Spicy pickled garlic
If I had to pick my pick of pickles, then pickled garlic is the pickle I’d pick. They are so crispy and refreshing and good that sometimes I pair up a couple of cloves with a slice of bread and a wedge of blue cheese and call it gourmet lunch. I’ve even had drop-ins go wild over this simple offering.
Enough garlic, separated into cloves and peeled to fill 3 pint jars. (If garlic is difficult to peel, blanch in boiling water for 20 seconds, then submerge in cold water. This should help loosen skins.)
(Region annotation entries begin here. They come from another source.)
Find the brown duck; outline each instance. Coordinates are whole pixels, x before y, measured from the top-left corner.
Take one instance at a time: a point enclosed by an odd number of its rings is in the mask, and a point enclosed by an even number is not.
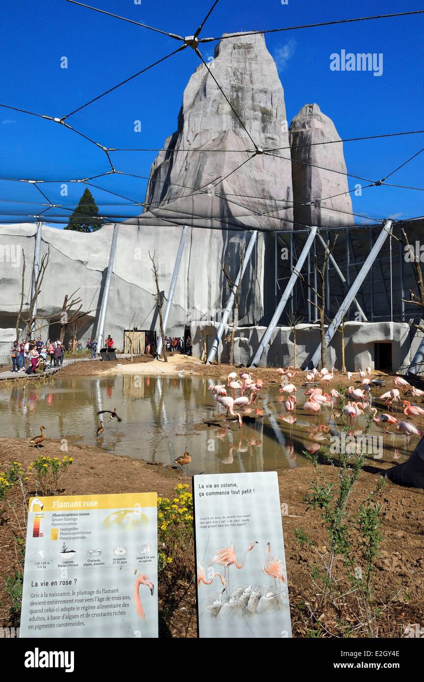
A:
[[[37,436],[36,438],[31,438],[31,441],[29,441],[29,445],[32,445],[33,447],[40,447],[43,441],[46,440],[46,436],[44,436],[44,431],[46,430],[46,427],[42,426],[40,430],[41,432],[41,435]]]
[[[122,421],[122,419],[121,419],[121,417],[118,417],[118,415],[117,414],[117,411],[116,411],[116,408],[115,407],[114,407],[113,410],[112,410],[112,411],[110,411],[110,410],[100,410],[100,412],[97,412],[97,415],[103,415],[103,414],[104,414],[105,412],[107,412],[107,413],[108,413],[110,415],[110,417],[109,417],[110,419],[117,419],[118,421]]]
[[[99,437],[99,436],[102,435],[104,431],[104,426],[103,426],[103,421],[102,421],[102,419],[100,419],[99,428],[95,433],[97,438]]]
[[[177,459],[174,460],[174,464],[178,464],[182,471],[184,464],[190,464],[192,458],[189,455],[188,452],[185,452],[181,457],[177,457]]]

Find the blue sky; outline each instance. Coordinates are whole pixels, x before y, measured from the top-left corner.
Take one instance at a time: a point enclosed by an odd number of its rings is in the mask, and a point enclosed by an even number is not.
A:
[[[192,34],[211,0],[86,0],[87,4],[181,35]],[[394,2],[342,0],[333,6],[305,0],[219,0],[201,35],[280,28],[335,19],[422,9],[417,0]],[[65,0],[2,0],[0,103],[61,117],[179,46],[172,38],[105,16]],[[342,138],[424,128],[422,36],[424,15],[382,19],[266,35],[285,91],[290,121],[307,103],[317,102]],[[216,43],[205,44],[205,59]],[[383,54],[383,72],[335,72],[333,53]],[[60,68],[66,57],[67,69]],[[176,128],[183,89],[198,64],[186,49],[70,117],[68,122],[106,147],[161,147]],[[141,132],[134,122],[140,120]],[[344,145],[348,170],[377,180],[424,147],[424,134]],[[112,152],[119,170],[147,177],[155,152]],[[391,181],[424,187],[424,153],[396,173]],[[0,108],[0,177],[58,181],[40,187],[53,203],[74,206],[81,185],[60,181],[110,170],[101,149],[63,126]],[[146,180],[110,176],[93,182],[136,201],[145,198]],[[357,181],[351,179],[350,188]],[[101,212],[135,215],[101,189],[91,190]],[[0,181],[0,222],[25,222],[18,214],[42,210],[45,200],[27,183]],[[380,218],[421,216],[424,192],[398,188],[365,190],[353,196],[354,211]],[[14,202],[10,203],[10,202]],[[22,203],[18,203],[22,202]],[[130,212],[127,213],[130,210]],[[11,217],[10,213],[14,216]],[[48,211],[46,222],[49,223]]]

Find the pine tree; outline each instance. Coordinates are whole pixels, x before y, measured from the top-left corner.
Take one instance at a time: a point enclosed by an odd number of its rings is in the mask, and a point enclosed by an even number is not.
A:
[[[97,218],[99,209],[96,206],[93,194],[87,188],[84,190],[80,203],[70,218],[65,230],[75,230],[76,232],[95,232],[102,225],[102,219]]]

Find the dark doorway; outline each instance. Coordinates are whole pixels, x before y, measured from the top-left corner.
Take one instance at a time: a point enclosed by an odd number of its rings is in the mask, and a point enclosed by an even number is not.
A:
[[[391,371],[391,343],[374,344],[374,369]]]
3-½ cups white vinegar (or more as needed)
1 Tbsp. pickling salt
2 Tbsp. pickling spice
4 Tbsp. sugar
1 tsp. crushed chilies
Boil mason jars and two-piece snap lids in water for five minutes. In a kettle, combine all ingredients, except garlic, and bring to a boil. Simmer 3 minutes. Drain jars and pack with garlic. Cover with boiling brine to within ½ inch of rim. Wipe jar rims with damp cloth and put on lids and secure. Cool, then store under refrigeration until used. Note: If you wish to do up bigger batches for longer term storage, it is advisable to process in pressure canner according to directions in your manual. The recipe above is for garlic that is to be consumed within a month under refrigeration. Don’t worry about these tempting pickles outlasting their shelf life, they won’t. They’ll be gone long before you’ve had your fill.
Garlic herbed butter
A little bit of garlic herb butter goes a very long way for instilling wonderful flavor onto broiled dishes and fresh steamed vegetables. Even a dab on bread can trick a conscientious diner into thinking they’re richly indulging.
1 lb. unsalted butter
3/4cup mashed garlic cloves (peeled cloves from about two or three heads pounded in mortar with pestle)
½ tsp. basil
½ tsp. oregano
3 Tbsp. dried parsley
Let the butter come to room temperature. Add remaining ingredients and blend with hands until evenly mixed. Divide into two balls. Form into logs. Wrap and keep in fridge or freezer until needed. Add a thin slice to any dish that needs a bit of dressing up. Or serve a small slice at the dinner table to accompany bread.